Science and Medicine

DNA nanofilaments for novel anticancer therapies

5 February 2019 | Written by La redazione

A research conducted by the University of Perugia and the Institute of Materials of the National Research Council provides useful data for the development of new drugs to fight cancer

A group of researchers from the University of Perugia and the Institute of Materials of the National Research Council has succeeded in demonstrating that the interaction between the antitumor molecule Actinomycin D (ActD) with some structures of our DNA can inhibit, through a stabilizing action, the activity of enzymes linked to the replication of cancer cells, providing valuable information for the development of new treatments.

The study, published in the prestigious international journal Nucleic Acids Research, promises to be very important for the research in this sector: it could be useful, in fact, for the development of drugs that only affect the diseased cells, reducing the need to resort to chemotherapy.

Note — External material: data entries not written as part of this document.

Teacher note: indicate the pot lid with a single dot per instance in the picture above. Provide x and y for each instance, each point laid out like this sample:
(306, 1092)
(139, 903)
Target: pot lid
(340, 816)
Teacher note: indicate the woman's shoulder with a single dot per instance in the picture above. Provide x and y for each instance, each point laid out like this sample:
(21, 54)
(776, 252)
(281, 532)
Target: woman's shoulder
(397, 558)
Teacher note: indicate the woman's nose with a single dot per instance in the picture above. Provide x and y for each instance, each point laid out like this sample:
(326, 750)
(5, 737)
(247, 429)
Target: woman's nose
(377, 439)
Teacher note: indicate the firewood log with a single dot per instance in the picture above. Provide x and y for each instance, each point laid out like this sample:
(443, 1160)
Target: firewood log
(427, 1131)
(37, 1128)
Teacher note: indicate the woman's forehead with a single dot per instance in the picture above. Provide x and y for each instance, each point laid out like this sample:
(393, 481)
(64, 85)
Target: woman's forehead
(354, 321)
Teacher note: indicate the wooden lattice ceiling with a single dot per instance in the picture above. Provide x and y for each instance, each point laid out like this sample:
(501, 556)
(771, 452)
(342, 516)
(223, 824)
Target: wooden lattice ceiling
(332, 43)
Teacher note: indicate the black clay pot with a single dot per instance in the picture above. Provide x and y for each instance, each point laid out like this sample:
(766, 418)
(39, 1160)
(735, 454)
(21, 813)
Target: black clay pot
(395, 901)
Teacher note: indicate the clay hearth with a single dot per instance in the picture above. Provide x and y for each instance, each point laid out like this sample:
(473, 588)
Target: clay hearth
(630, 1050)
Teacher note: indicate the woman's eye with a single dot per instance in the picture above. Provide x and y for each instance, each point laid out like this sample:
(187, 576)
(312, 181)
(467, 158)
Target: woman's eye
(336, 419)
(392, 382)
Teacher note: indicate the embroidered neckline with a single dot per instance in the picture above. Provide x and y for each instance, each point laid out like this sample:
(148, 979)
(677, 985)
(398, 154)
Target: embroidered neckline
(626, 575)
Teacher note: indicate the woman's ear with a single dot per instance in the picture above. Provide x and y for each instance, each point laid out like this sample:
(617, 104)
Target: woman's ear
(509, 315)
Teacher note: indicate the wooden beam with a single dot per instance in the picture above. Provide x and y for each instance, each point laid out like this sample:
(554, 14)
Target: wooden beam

The research. The so-called G-quadruplex are structures of quadruple helix DNA rich in guanine (base nitrogen which, together with thymine, adenine and cytosine, composes the DNA) located in different points of the chromosomes and, in particular, in their terminal parts, telomeres. These regions are particularly critical because they determine the length of life of cells and when cellular death becomes too short after cellular duplication. However, in the tumor cells the action of telomerase involves the recomposition of telomeres which is one of the hypothesized causes of the generation of tumors. However, the formation of G-quadruplex is able to inhibit the enzymatic action of telomerase, which makes it an important antitumor target. The research carried out therefore sought to find out in what ways a model drug (the ActD molecule) can stabilize the G-quadruplex of the terminal regions of the chromosomes, in order to inhibit the action of the telomerase and interrupt the process of uncontrolled cell proliferation. cancer.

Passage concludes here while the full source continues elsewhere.